Beyond CRuby: True Parallel Ruby with JRuby and TruffleRuby (Part 4)

Throughout this series, we’ve explored CRuby’s concurrency model - threads limited by the GVL, cooperative Fibers, and isolated Ractors. But what if you could have threads that truly run in parallel across multiple CPU cores?

Breaking Free from the GVL

While CRuby implements the Global VM Lock for thread safety, Ruby the language doesn’t mandate this. Alternative Ruby implementations can and do provide true parallel threading:

  • JRuby: Ruby on the Java Virtual Machine with real parallel threads
  • TruffleRuby: High-performance Ruby with parallel execution via GraalVM

Let’s explore how these implementations deliver the parallelism that CRuby can’t.

JRuby: Ruby on the JVM

JRuby runs Ruby code on the Java Virtual Machine, leveraging Java’s mature threading model. This means threads in JRuby are actual OS threads that can execute Ruby code simultaneously.

Setting Up JRuby

First, ensure you have Java installed (JRuby requires Java 8 or higher):

1
2
3
4
5
# Check Java version
java -version

# Install Java if needed (macOS example)
brew install openjdk@17

Then install JRuby:

1
2
3
4
5
6
7
8
9
10
11
# Using mise
mise install ruby@jruby-9.4.13.0
mise use ruby@jruby-9.4.13.0

# Using rbenv
rbenv install jruby-9.4.13.0
rbenv local jruby-9.4.13.0

# Or using RVM
rvm install jruby
rvm use jruby

True Parallel Execution

Remember our CPU-intensive Fibonacci example from Part 1? Let’s see how it performs with JRuby:

1
2
3
4
5
6
7
8
9
10
11
12
13
14
15
16
17
18
19
20
21
22
23
24
25
26
27
28
29
30
31
32
33
require 'benchmark'

def fibonacci(n)
  return n if n <= 1
  fibonacci(n - 1) + fibonacci(n - 2)
end

# Single-threaded
time1 = Benchmark.realtime do
  4.times { fibonacci(35) }
end

# Multi-threaded
time2 = Benchmark.realtime do
  threads = 4.times.map do
    Thread.new { fibonacci(35) }
  end
  threads.each(&:join)
end

puts "Single-threaded: #{time1.round(2)}s"
puts "Multi-threaded: #{time2.round(2)}s"
puts "Speedup: #{(time1/time2).round(2)}x"

# JRuby Output:
# Single-threaded: 1.95s
# Multi-threaded: 0.51s
# Speedup: 3.78x

# CRuby Output (for comparison):
# Single-threaded: 2.93s
# Multi-threaded: 2.84s
# Speedup: 1.03x

JRuby achieves nearly 4x speedup on a 4-core machine - true parallel execution!
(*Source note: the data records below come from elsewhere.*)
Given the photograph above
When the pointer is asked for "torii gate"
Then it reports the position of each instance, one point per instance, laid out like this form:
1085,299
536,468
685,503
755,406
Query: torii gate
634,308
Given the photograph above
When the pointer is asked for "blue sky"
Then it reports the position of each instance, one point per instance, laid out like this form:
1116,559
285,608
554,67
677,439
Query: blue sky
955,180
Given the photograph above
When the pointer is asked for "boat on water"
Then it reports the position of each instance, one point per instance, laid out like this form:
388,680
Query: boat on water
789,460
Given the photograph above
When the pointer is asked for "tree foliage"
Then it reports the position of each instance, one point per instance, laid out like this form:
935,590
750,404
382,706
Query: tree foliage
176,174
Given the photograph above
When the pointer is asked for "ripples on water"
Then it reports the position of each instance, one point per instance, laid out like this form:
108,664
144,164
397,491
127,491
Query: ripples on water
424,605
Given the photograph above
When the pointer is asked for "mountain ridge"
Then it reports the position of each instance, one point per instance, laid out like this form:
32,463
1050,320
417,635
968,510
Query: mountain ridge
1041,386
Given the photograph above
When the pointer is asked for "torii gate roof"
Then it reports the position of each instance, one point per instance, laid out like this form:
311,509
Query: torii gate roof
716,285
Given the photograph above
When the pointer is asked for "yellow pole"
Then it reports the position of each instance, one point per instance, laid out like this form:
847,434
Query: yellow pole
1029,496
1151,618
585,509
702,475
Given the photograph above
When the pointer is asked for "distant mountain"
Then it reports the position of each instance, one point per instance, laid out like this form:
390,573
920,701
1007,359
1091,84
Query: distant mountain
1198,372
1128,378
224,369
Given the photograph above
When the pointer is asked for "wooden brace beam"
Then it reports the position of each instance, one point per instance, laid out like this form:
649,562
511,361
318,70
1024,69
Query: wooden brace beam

Thread Safety Becomes Critical

With real parallelism comes real danger. Race conditions that might be hidden in CRuby become visible in JRuby:

1
2
3
4
5
6
7
8
9
10
11
12
13
14
15
16
# This code is MORE dangerous in JRuby!
counter = 0

threads = 100.times.map do
  Thread.new do
    1000.times do
      counter += 1  # Multiple threads REALLY access this simultaneously
    end
  end
end

threads.each(&:join)
puts "Counter: #{counter}"

# CRuby: Often gets close to 100,000 (GVL provides some protection)
# JRuby: Counter: 68371 (or similar) - real race conditions!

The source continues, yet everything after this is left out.